Figure 2.

Drug selection-free RMCE. LPV-encoded GFP reporter genes in CHO cells were replaced by the DV_RMCE sequences. (a) Representative fluorescence microscopy images and flow cytometry plots of, from left to right, the CHO.S18 master clone, the unselected RMCE pool after the RMCE transfection, an isolated RFP⁺ clone (CHO.S18-R) and the same clone after Cre-mediated RFP gene deletion (CHO.S18-RΔRFP).
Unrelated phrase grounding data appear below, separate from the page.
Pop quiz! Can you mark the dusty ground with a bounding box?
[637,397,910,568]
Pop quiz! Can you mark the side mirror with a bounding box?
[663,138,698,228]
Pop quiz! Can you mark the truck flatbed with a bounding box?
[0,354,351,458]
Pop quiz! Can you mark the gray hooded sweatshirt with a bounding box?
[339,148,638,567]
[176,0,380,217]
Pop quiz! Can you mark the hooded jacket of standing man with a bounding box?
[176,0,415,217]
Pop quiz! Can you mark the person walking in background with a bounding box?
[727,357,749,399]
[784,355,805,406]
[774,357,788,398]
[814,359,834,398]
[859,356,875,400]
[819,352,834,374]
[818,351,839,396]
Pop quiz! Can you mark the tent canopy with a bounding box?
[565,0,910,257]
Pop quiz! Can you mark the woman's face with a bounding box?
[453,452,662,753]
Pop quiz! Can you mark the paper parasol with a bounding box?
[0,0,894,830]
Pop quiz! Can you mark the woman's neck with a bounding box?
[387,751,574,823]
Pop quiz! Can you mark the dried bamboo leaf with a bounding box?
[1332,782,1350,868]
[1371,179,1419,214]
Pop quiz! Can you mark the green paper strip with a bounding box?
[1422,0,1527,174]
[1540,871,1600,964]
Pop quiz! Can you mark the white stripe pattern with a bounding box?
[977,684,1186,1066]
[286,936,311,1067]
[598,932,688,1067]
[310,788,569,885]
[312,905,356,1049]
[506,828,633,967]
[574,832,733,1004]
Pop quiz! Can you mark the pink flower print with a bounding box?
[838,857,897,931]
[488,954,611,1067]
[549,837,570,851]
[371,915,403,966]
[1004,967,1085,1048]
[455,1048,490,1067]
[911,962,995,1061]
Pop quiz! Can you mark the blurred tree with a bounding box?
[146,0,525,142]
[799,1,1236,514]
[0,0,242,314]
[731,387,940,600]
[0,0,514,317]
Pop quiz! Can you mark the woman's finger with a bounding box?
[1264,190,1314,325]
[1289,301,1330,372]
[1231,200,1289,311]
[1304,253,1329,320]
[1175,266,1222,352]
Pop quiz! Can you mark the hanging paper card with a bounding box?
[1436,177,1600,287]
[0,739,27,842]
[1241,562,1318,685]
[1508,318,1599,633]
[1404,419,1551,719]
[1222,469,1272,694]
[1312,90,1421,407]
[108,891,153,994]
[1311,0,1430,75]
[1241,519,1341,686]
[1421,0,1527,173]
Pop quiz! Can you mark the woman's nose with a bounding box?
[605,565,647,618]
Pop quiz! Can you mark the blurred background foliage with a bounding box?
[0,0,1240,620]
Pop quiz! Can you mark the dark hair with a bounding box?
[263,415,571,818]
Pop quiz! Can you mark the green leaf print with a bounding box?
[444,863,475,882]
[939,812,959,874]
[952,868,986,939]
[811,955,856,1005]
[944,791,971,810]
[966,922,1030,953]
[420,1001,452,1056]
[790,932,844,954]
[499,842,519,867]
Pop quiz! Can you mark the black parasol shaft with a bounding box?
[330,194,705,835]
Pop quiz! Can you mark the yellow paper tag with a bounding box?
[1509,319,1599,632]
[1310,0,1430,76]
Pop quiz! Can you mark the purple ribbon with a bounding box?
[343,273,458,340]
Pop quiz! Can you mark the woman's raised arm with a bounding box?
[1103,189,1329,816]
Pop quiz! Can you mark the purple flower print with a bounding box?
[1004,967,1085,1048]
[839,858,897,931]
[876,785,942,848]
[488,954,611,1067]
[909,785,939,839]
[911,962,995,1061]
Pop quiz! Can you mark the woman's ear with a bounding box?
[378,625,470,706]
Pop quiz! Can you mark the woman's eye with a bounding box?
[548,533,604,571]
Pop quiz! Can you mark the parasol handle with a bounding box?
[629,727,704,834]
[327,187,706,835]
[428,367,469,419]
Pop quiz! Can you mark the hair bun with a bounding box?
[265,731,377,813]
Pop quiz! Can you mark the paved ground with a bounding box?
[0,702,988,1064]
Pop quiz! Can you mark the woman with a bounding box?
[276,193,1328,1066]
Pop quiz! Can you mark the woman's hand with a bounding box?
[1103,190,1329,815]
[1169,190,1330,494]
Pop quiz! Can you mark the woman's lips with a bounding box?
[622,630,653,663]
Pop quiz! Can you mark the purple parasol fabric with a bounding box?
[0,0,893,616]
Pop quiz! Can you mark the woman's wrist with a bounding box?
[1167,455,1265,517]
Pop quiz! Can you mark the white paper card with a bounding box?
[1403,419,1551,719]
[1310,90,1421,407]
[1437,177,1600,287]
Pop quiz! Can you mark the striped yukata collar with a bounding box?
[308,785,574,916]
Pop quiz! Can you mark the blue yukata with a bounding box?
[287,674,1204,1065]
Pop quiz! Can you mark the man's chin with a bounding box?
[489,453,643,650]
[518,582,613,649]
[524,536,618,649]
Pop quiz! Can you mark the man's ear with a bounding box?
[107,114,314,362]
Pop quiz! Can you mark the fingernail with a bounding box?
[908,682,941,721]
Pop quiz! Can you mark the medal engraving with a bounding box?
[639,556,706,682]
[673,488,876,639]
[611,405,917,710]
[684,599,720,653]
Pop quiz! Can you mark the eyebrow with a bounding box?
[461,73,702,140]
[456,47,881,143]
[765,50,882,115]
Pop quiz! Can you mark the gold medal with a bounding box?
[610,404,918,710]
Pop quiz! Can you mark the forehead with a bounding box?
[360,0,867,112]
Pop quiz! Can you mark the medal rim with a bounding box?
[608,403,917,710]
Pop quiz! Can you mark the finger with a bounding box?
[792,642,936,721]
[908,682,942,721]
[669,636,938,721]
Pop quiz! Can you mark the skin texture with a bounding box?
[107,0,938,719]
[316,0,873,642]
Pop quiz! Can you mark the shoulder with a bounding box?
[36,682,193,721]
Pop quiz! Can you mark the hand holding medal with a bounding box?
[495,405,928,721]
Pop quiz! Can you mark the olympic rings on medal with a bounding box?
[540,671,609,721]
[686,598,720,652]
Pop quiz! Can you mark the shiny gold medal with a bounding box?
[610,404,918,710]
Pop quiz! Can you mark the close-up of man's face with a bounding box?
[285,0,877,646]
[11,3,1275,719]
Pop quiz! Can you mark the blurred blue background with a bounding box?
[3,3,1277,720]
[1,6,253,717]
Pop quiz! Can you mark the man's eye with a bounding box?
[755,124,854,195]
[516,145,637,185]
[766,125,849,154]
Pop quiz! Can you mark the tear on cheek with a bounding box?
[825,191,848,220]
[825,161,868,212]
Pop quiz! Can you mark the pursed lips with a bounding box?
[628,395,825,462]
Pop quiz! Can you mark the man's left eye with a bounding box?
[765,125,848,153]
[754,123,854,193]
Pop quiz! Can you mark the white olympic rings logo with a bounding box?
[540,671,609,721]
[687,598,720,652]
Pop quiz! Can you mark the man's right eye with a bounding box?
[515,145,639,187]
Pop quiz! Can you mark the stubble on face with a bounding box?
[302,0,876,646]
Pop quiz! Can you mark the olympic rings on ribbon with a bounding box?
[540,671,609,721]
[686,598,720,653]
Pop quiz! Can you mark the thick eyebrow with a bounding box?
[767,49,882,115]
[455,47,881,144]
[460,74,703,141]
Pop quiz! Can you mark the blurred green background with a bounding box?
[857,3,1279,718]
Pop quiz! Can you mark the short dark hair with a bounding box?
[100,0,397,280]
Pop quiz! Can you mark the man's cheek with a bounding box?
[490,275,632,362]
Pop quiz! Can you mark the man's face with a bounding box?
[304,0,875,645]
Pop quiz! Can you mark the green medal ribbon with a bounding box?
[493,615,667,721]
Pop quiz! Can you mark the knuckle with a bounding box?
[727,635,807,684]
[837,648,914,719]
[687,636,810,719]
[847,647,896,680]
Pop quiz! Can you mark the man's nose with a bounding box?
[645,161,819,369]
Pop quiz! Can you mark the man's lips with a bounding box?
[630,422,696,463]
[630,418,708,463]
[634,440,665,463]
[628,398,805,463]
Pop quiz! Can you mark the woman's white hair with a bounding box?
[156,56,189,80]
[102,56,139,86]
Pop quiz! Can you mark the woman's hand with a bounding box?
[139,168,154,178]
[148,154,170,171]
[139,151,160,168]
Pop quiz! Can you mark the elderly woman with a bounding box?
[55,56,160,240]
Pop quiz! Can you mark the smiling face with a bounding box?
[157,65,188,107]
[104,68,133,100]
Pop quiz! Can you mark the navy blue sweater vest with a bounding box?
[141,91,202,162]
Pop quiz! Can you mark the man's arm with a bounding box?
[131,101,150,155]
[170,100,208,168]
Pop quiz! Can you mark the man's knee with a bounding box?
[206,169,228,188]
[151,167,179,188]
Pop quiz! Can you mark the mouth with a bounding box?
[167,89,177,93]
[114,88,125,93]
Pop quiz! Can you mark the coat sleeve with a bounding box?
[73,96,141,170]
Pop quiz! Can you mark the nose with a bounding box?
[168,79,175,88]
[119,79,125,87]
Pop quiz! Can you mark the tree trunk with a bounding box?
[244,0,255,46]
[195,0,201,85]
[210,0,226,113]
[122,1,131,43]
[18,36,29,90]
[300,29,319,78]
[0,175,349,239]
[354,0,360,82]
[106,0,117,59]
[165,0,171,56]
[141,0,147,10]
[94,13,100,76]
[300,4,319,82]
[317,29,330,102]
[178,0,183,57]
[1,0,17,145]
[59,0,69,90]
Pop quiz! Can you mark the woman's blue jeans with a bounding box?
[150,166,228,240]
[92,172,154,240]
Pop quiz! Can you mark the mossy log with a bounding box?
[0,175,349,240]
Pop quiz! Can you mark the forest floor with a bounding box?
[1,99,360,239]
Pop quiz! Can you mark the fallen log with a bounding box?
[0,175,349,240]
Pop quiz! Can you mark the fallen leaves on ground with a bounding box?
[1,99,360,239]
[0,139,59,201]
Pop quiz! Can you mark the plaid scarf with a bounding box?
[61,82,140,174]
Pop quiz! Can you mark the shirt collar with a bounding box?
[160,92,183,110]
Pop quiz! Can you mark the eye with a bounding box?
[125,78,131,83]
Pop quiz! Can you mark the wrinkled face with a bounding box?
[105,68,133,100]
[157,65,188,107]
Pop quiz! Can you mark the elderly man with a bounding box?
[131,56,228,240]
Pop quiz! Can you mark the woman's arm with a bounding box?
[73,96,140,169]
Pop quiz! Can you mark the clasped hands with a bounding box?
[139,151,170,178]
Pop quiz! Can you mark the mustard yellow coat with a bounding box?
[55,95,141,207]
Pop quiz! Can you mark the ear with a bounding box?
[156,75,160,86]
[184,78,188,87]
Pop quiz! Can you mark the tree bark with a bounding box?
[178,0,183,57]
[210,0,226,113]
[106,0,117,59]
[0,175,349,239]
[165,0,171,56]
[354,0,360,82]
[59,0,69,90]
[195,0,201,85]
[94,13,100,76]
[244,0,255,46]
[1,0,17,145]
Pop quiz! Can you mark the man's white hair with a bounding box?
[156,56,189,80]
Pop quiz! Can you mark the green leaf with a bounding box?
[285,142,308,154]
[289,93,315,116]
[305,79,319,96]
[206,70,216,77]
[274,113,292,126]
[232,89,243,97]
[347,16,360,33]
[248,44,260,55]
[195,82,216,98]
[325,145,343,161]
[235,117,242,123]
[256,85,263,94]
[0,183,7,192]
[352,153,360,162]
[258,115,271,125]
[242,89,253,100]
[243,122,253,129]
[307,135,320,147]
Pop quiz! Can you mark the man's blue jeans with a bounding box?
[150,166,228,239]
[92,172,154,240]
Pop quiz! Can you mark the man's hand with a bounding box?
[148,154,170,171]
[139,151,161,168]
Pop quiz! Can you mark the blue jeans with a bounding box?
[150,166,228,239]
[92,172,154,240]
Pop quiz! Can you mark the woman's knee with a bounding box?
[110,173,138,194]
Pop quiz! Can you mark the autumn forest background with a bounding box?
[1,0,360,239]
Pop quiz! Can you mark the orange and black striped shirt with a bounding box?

Scale bar = 100 µm. (b) Verification of the expected RMCE (left) and deletion events (right) by PCR analysis of genomic DNA. The nomenclature of the cell lines and pools is according to Fig. 2a, above. Shown on the left is a multiplex PCR with 3 primers where the lower band of 537 bp is indicative of the intact LPV, whereas the upper band of 1,329 bp is indicative of the RMCE reaction. Shown on the right is a PCR analysis of integrated DV_RMCE, before (upper band of 4,571 bp) and after (lower band of 2,157 bp) Cre/loxP deletion. For details of the PCR patterns refer to suppl. Fig. S9. (M: Hyperladder 1 kb). The uncropped gel pictures are shown in S11a.